Il y a un match terrible qui vous attend justement contre votre ancienne équipe de Toulouse…

Oui, ce sera un match couperet mais ce sera aussi le début d’une longue série de matches. Il faut prendre les trois points. Je n’ai pas envie de dire autre chose. Il n’y a pas d’autre issue possible pour ce match. Je sais que si on met les ingrédients que l’on a mis récemment, avec le public qui poussera en notre faveur, la réussite qui tournera, parce que je suis sûr qu’elle le fera, on peut battre Toulouse.

Il faut d’autant plus le gagner que la suite fait peur…

Certes on a un calendrier difficile mais il n’y a aucune équipe imbattable dans ce championnat à part peut-être Paris qui est vraiment dur à jouer, même si à l’extérieur ils peuvent être amenés à être en difficulté.
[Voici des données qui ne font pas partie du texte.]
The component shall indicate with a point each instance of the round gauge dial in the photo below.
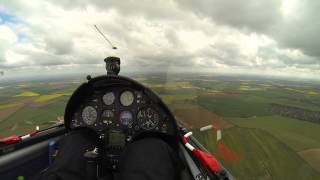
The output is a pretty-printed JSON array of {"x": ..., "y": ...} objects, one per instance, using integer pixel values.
[
  {"x": 148, "y": 118},
  {"x": 126, "y": 98},
  {"x": 126, "y": 118},
  {"x": 107, "y": 116},
  {"x": 108, "y": 98},
  {"x": 89, "y": 115}
]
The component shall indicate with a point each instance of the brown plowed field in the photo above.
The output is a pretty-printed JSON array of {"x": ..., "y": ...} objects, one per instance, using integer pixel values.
[{"x": 197, "y": 116}]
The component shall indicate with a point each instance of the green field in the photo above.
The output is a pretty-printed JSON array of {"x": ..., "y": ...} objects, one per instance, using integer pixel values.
[{"x": 267, "y": 145}]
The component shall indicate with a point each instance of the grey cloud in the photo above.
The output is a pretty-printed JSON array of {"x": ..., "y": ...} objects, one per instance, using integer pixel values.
[
  {"x": 257, "y": 15},
  {"x": 59, "y": 45},
  {"x": 299, "y": 30}
]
On a battu Marseille et Lille à domicile, on va recevoir Monaco, pourquoi pas les battre ? Si on retrouve cet allant qui faisait notre jeu en début de saison, si on retrouve l’efficacité qui était la nôtre, avec l’intensité que l’on a mis à Brest, je pense qu’on peut battre beaucoup d’équipes. C’est facile à dire après avoir perdu, en étant dans le dur comme ça mais j’essaye de voir le bon côté des choses dans ces moments-là.